Она сделала паузу, и ее хватка на лезвии ослабла так, что она позволила мне вытащить его из ее пальцев. — Она была идиоткой.
— Она была совершенством, — прорычал я.
— И теперь она разрушена, — вздохнула она, и я повернулся, притягивая ее к себе, а зубы заскрипели у меня во рту. Я обхватил ее затылок, прижался лбом к ее лбу и посмотрел ей прямо в глаза. — Никогда.
Она растаяла в моих объятиях, качая головой, и ее губы коснулись моих. — Мне нравится притворяться, что мы — это они.
— Мы — это они, — прорычал я. — Только со шрамами.
— Мы уже никогда не будем прежними, — прошептала она, и ее дыхание коснулось моих губ.
— Притворись, — настаивал я, и она кивнула, а капли воды потекли с волос по ее лицу.
— Прежний я тебя бы не поцеловал, — сказал я ей. — Он был трусом.

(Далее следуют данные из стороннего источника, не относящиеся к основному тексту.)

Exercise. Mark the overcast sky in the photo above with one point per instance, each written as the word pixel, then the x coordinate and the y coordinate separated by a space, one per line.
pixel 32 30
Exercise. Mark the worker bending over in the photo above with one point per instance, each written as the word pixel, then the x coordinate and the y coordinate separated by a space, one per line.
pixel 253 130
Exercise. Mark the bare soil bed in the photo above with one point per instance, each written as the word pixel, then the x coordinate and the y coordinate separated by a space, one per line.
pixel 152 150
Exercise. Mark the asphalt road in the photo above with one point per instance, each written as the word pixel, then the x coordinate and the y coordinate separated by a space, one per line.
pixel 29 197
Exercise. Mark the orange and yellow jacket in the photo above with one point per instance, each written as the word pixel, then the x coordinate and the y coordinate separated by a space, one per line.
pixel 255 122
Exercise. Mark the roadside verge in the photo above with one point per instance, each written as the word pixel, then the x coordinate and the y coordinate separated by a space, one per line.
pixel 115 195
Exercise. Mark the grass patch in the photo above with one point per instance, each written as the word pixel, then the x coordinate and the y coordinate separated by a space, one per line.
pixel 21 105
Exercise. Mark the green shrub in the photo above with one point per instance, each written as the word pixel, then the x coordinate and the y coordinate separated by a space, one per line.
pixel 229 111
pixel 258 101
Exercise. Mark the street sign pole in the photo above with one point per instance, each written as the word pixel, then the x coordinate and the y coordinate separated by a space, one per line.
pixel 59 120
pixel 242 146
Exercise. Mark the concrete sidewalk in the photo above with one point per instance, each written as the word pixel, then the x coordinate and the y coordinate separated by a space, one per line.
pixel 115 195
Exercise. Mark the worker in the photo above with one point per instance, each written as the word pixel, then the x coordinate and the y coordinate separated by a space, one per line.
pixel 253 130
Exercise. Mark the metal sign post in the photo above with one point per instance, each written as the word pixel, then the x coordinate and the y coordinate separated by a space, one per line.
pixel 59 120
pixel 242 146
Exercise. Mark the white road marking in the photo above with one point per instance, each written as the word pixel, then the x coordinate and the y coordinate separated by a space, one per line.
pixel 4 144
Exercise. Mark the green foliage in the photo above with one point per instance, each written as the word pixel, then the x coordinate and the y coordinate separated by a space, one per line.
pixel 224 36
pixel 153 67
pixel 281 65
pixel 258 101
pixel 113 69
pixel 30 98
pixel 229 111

— А новая версия тебя крадет поцелуи, о которых я не прошу, — строго сказала она, и я мрачно усмехнулся, притягивая ее ближе, ее тело обвилось вокруг моего, и вода коснулась наших плеч.
— Но ты же просишь о них, только не ртом, — дерзко сказал я.

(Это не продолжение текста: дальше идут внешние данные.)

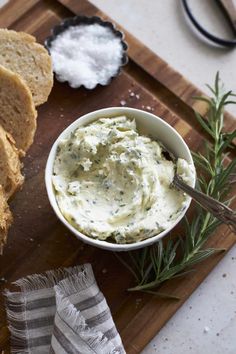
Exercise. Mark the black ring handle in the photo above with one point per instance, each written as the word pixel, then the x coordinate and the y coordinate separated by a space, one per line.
pixel 204 32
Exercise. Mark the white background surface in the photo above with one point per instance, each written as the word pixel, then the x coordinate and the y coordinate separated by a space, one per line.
pixel 206 323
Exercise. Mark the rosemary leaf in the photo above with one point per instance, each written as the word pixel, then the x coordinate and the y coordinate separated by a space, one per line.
pixel 165 260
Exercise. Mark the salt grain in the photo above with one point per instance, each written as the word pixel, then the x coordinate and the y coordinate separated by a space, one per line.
pixel 86 55
pixel 206 329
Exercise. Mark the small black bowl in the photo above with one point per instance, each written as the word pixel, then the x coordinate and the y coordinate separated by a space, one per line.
pixel 85 20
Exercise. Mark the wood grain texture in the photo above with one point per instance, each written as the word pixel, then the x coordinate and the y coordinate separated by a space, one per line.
pixel 38 241
pixel 174 84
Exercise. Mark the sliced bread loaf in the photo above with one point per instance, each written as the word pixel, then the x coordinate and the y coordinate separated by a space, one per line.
pixel 5 219
pixel 20 53
pixel 11 178
pixel 17 111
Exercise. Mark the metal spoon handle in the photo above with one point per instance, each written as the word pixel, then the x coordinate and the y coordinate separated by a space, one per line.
pixel 216 208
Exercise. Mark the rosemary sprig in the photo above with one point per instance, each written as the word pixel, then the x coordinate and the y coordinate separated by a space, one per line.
pixel 151 266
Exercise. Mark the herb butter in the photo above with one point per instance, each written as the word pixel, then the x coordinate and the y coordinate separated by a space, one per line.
pixel 112 183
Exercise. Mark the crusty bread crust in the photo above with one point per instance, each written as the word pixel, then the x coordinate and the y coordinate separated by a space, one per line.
pixel 11 178
pixel 17 111
pixel 6 219
pixel 20 53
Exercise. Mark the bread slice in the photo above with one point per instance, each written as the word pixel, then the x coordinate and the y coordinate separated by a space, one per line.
pixel 11 178
pixel 6 219
pixel 20 53
pixel 17 111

— Это то, что ты скажешь в суде, когда я выдвину обвинение в нападении? — она подразнила, и я провел пальцами по ее позвоночнику, заставляя ее дрожать.
— Нет, я поцелую тебя у них на глазах, и все согласятся, что я знал, о чем говорил, после того, как ты растаешь лужицей у моих ног.
Она хлопнула меня по плечу, черты ее лица исказились от гнева, но глаза сверкнули.
— Помнишь, как мы в последний раз забрались туда и прыгнули? — Я кивнул на каменную арку, и Роуг посмотрела на нее. Морские птицы кружили вокруг нее, гнездясь в скалах.
— Чейз упал и чуть не разбил голову о риф, — сказала она со смехом. Было буквально только одно место, где вода была достаточно глубокой, чтобы в нее можно было прыгнуть, и, если ты промахнешься, игра была окончена.
— Но он все равно забрался наверх и прыгнул, — фыркнул я.
— Он скорее умрет, чем останется в стороне, — размышляла она.
— Это чудо, что мы все еще дышим после того безумного дерьма, которым занимались раньше.